What does the coronavirus mean for EU-China relations?

A contribution to the latest ChinaFile Conversation.

Europe was a hotly contested space long before the pandemic broke out, at least since the start of the U.S.-China trade war. Tactical alliances with lesser enemies against their main rivals are a mainstay of the Chinese Communist Party’s United Front approach. To outflank the U.S., Beijing has sought closer relations with the EU, yet another variation on the classic triangular balancing of power. Within the EU itself, China has employed a similar tactic, setting Central and Eastern Europe (CEE) against Western Europe through the 16 (now 17) + 1 arrangement.

The coronavirus crisis has only made the situation more acute. Beijing can ill afford an embarrassment that would dampen its ambition to lead the World towards the “community of shared destiny for humankind”. Its claim to global leadership rests on demonstrating that the Leninist one-party system solves the world’s problems more efficiently than the decentralized chaos of democracies. Its initial flop, censoring information rather than controlling the disease, was not a good start. But the sometimes draconian quarantine measures employed afterwards might help restore Beijing’s desired image.

Face-mask diplomacy, moreover, offers an opening to change the narrative. Europe, like most other regions, found itself in desperate want of protective gear when the pandemic reached its soil. In part, this was due to Europe’s having sent exactly this kind of gear to China when the outbreak was at its peak there, and while the outside world seemed relatively untouched.

According to official statistics from the People’s Republic of China (P.R.C.) customs administration, from January 24 through February 29, China imported 2.02 billion face masks. It’s not clear whether this figure also includes donations that came as official aid and bulk-purchases by overseas Chinese communities.

In March, the situation reversed, and face mask deliveries started to go the other way around, from China to Europe and elsewhere, as the P.R.C. ramped up its own production capacity. It is perfectly normal that goods would travel back and forth, driven by the laws of supply and demand. What is less normal is the barrage of propaganda that accompanied the supply when the direction of the flow reversed in March.

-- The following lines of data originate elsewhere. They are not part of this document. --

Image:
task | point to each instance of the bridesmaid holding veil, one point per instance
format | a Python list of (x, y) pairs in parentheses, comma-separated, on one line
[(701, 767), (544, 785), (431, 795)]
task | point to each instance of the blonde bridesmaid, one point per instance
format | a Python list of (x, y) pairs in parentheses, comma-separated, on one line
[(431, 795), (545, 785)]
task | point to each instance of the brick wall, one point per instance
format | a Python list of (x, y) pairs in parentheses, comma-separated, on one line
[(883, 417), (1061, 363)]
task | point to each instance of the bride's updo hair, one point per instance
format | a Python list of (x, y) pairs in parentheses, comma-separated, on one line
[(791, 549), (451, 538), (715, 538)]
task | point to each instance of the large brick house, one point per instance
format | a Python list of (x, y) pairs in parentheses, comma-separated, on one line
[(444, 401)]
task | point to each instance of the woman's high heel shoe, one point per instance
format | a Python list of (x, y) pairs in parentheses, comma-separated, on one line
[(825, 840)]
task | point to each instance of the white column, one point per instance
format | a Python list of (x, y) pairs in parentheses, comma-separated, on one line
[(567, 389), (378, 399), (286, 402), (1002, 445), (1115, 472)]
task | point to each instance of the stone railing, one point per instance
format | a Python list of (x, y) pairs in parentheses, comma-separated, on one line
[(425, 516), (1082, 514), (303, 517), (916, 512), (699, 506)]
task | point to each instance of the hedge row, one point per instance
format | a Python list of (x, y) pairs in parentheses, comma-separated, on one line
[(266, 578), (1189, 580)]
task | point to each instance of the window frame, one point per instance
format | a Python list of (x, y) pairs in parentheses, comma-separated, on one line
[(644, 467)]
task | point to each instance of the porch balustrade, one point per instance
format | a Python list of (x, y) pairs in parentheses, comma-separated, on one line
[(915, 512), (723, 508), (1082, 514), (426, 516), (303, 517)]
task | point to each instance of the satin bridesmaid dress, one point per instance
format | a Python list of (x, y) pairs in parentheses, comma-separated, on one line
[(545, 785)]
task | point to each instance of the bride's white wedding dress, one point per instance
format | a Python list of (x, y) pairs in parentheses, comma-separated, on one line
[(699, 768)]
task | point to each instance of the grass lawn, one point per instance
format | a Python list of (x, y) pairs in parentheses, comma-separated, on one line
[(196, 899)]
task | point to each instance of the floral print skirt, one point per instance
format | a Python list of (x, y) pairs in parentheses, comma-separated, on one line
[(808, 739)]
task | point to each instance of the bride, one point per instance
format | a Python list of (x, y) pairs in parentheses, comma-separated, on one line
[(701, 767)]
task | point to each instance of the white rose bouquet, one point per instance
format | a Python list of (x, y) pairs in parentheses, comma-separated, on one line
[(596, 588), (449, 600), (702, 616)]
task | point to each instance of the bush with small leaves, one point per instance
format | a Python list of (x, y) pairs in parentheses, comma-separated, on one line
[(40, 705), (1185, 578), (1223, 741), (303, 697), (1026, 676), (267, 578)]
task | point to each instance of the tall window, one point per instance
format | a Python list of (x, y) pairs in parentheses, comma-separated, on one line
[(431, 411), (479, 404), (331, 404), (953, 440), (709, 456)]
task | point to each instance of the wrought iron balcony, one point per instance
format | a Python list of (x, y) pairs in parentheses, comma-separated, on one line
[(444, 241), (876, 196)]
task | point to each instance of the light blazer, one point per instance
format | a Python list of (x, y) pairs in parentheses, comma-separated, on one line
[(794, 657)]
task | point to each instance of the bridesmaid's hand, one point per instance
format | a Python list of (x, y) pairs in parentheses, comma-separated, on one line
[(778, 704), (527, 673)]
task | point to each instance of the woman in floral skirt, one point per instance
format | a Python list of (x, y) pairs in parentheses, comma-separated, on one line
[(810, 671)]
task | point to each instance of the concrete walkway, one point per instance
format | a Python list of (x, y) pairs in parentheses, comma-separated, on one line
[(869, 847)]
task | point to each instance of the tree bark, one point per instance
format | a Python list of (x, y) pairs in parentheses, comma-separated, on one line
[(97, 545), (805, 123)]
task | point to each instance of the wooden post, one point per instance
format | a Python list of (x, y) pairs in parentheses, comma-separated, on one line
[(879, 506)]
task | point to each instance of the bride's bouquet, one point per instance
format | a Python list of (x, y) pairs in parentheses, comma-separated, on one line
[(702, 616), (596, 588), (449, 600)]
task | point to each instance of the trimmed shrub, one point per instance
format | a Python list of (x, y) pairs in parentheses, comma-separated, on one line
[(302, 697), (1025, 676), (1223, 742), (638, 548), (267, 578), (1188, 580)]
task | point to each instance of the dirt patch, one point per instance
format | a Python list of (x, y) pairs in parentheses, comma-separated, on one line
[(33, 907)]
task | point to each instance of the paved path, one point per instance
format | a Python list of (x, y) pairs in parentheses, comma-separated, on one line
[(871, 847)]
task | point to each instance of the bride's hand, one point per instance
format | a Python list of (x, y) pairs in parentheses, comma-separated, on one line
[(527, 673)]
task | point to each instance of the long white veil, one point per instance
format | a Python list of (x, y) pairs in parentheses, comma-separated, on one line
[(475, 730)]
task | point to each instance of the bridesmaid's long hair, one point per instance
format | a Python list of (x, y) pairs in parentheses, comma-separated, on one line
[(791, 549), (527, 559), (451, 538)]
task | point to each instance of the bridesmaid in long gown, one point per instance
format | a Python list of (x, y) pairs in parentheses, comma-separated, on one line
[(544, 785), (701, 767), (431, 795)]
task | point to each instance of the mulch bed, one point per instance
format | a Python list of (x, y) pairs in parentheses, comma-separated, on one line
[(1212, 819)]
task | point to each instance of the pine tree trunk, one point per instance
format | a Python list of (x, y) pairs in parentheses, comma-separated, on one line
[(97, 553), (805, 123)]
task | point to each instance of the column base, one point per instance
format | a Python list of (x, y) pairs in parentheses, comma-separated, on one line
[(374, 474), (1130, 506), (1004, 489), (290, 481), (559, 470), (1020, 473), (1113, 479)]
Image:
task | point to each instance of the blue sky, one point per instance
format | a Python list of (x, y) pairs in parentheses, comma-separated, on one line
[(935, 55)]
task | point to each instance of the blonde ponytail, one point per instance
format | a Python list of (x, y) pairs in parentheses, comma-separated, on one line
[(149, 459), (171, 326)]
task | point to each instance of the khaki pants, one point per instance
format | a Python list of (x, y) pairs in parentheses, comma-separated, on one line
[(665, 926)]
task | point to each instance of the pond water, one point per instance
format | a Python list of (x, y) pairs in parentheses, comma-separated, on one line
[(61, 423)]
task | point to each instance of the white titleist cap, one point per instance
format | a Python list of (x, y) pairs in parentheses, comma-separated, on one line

While the sourcing of face masks from outside China in February went barely noticed, Beijing made sure that the reverse flow would not be missed. Especially in Central and Eastern Europe, the commercial supplies were presented as “aid,” and almost acts of mercy. In Prague, one of the first planes was met at the tarmac by top Czech government officials, lined up in a bizarre Cargo Cult-like ceremony for a speech by the Chinese ambassador—who, only a few weeks earlier, almost got PNG’d for sending a threatening letter to Czech politicians.

For the time being, face mask diplomacy reinforces the pro-Beijing lobby throughout Europe. But it has also alienated top EU officials, like the EU diplomacy chief Josep Borell. All in all, it seems to have further divided public opinion towards the P.R.C. Only time will tell whether Beijing has once again overplayed its hand, or whether some of the—rather forced—gratitude sticks beyond the crisis.